ISIL leader in Afghanistan 'killed in US raid'

Pentagon says Abu Sayed was killed earlier this week in an attack on his headquarters in Kunar province.

    Two of Abu Sayed's predecessors were also killed in attacks by the US military in Afghanistan [File: Reuters]
    Two of Abu Sayed's predecessors were also killed in attacks by the US military in Afghanistan [File: Reuters]

    The head of ISIL in Afghanistan, Abu Sayed, was killed in an attack on his headquarters in Kunar province earlier this week, the Pentagon said on Friday.

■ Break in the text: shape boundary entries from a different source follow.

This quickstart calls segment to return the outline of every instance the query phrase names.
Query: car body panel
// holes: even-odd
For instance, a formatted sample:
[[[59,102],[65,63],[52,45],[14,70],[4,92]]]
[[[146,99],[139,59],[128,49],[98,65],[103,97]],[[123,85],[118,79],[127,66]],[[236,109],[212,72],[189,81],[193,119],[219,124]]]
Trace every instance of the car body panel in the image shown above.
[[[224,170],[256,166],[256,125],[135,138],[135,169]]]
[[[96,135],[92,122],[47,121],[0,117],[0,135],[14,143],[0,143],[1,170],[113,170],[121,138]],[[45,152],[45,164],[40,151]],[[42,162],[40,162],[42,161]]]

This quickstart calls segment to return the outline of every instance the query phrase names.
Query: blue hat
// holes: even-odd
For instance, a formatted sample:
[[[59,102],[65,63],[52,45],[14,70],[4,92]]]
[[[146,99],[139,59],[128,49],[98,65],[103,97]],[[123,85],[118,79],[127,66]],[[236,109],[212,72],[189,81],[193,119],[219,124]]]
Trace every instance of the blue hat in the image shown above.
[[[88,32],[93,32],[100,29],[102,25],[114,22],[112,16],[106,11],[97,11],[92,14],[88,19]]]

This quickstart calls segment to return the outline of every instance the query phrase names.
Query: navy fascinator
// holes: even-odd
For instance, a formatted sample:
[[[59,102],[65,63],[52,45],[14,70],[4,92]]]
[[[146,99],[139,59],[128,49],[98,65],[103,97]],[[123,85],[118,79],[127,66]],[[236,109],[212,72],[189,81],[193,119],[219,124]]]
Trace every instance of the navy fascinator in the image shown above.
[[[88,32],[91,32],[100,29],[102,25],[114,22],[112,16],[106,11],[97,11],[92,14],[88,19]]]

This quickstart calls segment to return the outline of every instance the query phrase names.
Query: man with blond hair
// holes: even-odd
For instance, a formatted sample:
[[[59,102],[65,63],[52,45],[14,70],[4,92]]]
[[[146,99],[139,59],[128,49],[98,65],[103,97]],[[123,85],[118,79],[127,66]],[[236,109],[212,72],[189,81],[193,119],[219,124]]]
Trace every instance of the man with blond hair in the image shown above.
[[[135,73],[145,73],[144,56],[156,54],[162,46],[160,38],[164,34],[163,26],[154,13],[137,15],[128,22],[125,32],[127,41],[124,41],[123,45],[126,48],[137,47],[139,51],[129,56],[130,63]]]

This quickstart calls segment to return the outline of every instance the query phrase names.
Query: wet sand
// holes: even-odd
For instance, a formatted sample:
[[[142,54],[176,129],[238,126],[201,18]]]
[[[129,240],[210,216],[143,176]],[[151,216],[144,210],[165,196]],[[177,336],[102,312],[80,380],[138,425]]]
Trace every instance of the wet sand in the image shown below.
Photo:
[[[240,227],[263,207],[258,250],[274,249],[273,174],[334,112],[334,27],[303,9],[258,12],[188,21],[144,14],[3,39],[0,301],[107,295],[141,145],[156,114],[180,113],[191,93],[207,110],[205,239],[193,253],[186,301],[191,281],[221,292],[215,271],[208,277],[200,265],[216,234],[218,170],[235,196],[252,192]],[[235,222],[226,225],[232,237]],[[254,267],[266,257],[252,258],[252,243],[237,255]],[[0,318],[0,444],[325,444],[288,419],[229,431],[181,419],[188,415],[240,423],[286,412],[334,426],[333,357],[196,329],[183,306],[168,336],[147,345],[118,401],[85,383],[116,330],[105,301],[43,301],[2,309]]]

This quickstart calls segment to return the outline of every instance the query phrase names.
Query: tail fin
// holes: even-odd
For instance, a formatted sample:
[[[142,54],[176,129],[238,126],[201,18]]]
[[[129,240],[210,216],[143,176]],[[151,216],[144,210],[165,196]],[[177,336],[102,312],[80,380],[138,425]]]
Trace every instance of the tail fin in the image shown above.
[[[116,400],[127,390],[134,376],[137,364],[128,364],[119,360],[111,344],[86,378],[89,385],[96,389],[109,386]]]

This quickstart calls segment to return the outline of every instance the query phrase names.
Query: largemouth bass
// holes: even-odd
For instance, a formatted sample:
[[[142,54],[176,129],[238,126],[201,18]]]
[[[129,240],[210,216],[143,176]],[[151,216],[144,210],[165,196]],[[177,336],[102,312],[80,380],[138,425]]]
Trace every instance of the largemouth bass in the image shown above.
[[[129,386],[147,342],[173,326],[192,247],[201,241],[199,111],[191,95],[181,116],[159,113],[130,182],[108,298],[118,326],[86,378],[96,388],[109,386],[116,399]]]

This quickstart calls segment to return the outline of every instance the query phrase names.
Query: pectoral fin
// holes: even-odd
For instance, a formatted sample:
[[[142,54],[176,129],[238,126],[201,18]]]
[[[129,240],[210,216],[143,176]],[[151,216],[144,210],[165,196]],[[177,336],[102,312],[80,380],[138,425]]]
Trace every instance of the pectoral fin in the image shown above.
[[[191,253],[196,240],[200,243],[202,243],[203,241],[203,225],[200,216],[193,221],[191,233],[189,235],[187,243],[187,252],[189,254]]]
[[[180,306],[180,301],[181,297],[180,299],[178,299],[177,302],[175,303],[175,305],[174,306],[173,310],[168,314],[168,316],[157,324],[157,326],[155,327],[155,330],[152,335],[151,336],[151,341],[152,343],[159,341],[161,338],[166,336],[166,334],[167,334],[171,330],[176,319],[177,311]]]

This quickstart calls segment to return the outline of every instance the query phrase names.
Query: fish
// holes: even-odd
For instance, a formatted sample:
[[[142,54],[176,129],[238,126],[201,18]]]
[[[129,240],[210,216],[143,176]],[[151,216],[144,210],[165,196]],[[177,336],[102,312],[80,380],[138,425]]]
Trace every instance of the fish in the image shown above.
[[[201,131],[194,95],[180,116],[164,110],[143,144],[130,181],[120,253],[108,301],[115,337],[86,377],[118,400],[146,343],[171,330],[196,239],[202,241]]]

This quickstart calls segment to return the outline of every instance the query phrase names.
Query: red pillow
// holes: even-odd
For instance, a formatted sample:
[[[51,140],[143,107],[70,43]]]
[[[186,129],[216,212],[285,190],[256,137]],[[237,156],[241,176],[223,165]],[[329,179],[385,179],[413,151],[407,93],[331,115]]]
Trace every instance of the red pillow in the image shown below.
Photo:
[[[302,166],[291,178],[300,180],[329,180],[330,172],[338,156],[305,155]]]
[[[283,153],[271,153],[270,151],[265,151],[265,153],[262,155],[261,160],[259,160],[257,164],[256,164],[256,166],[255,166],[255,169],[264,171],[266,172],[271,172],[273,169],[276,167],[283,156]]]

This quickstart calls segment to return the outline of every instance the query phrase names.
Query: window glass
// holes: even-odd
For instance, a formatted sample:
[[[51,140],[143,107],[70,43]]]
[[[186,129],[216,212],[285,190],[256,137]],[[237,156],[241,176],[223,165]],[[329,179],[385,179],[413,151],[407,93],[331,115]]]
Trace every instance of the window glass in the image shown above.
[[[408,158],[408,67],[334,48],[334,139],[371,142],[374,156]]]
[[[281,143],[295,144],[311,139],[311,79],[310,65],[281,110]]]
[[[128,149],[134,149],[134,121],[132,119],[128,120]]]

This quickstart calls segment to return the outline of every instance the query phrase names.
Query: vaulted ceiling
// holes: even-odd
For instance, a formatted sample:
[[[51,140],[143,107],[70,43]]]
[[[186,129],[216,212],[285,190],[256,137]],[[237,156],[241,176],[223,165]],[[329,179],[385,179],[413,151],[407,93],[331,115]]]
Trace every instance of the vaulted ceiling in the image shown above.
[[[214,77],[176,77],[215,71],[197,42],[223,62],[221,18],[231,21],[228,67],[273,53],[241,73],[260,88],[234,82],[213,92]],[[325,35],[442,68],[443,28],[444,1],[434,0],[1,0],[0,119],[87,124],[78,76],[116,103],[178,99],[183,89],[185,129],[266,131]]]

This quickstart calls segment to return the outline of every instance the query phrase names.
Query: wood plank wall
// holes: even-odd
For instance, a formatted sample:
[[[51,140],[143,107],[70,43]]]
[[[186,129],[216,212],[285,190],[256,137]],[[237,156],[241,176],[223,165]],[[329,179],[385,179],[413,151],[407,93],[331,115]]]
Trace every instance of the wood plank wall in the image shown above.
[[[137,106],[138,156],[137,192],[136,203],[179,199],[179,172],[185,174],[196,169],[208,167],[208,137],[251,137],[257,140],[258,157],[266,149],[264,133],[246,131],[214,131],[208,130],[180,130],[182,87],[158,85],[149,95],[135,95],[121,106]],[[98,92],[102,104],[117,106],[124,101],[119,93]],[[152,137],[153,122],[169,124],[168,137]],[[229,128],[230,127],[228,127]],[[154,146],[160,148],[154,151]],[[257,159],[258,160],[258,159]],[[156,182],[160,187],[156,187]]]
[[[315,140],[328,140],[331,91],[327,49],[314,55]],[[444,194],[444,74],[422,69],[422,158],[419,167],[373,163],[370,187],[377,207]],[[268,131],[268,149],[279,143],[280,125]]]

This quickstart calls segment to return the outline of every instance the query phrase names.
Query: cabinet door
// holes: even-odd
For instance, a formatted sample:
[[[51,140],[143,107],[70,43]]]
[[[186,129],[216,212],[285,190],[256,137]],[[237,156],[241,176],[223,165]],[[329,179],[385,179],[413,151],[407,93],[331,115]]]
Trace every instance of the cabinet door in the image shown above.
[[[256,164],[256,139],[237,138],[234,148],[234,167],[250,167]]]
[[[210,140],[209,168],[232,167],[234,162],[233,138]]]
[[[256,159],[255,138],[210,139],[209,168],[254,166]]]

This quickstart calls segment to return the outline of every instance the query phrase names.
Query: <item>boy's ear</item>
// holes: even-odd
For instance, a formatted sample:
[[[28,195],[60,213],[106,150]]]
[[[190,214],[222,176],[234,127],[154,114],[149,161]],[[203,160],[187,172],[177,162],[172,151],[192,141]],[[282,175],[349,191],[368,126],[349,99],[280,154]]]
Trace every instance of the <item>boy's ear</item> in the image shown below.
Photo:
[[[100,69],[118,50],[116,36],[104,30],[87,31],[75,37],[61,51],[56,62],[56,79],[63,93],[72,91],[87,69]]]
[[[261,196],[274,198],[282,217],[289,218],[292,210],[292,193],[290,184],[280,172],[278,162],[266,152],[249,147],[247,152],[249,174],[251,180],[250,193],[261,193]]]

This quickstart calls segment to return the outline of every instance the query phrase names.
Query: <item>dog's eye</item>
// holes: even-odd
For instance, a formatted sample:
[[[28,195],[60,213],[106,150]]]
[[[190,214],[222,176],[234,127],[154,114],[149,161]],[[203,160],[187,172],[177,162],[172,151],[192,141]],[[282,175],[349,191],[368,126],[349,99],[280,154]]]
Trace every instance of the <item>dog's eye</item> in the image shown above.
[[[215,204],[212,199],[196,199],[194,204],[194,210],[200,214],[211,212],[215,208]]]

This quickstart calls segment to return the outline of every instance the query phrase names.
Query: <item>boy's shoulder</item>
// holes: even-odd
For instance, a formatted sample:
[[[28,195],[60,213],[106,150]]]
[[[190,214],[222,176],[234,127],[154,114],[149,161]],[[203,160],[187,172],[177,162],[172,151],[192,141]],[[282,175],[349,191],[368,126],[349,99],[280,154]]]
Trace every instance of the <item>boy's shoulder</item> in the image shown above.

    Spokeswoman Dana White said in a statement on Friday that other members of the Islamic State of Iraq and the Levant (ISIL, known as ISIS) were killed in the raid on Tuesday.

    "US forces killed Abu Sayed, the emir of Islamic State of Iraq and Syria - Khorasan Province (ISIS-K) - in a strike on the group's headquarters in Kunar Province, Afghanistan, July 11," White said in the statement, referring to ISIL's other acronym.

    "The raid also killed other ISIS-K members and will significantly disrupt the terror group's plans to expand its presence in Afghanistan."

    Sayed is the third ISIL leader in Afghanistan to be killed since July 2016.

    Sayed had led the group since late April after the previous leader, Abdul Hasib, had been killed by US forces. Hasib's predecessor Hafiz Sayed Khan was also killed by US forces.

    READ MORE: Is the military strategy in Afghanistan flawed?

    The US military had said Hasib's death would "help reach our goal of destroying them in 2017."

    The compound used by Hasib in Nangarhar province was not far from the spot where on April 13, the US military dropped the largest non-nuclear bomb it has ever used in combat, hitting ISIL positions.

    The deployment of the so-called Mother Of All Bombs (MOAB) killed at least 95 fighters, according to the Afghan defence ministry, but fighting in the area has continued.

    ISIL established a presence in Afghanistan in 2015 and overran large parts of Nangarhar and Kunar provinces, near the Pakistan border.

    However, their part in the Afghan conflict had been largely overshadowed by the operations against the Taliban.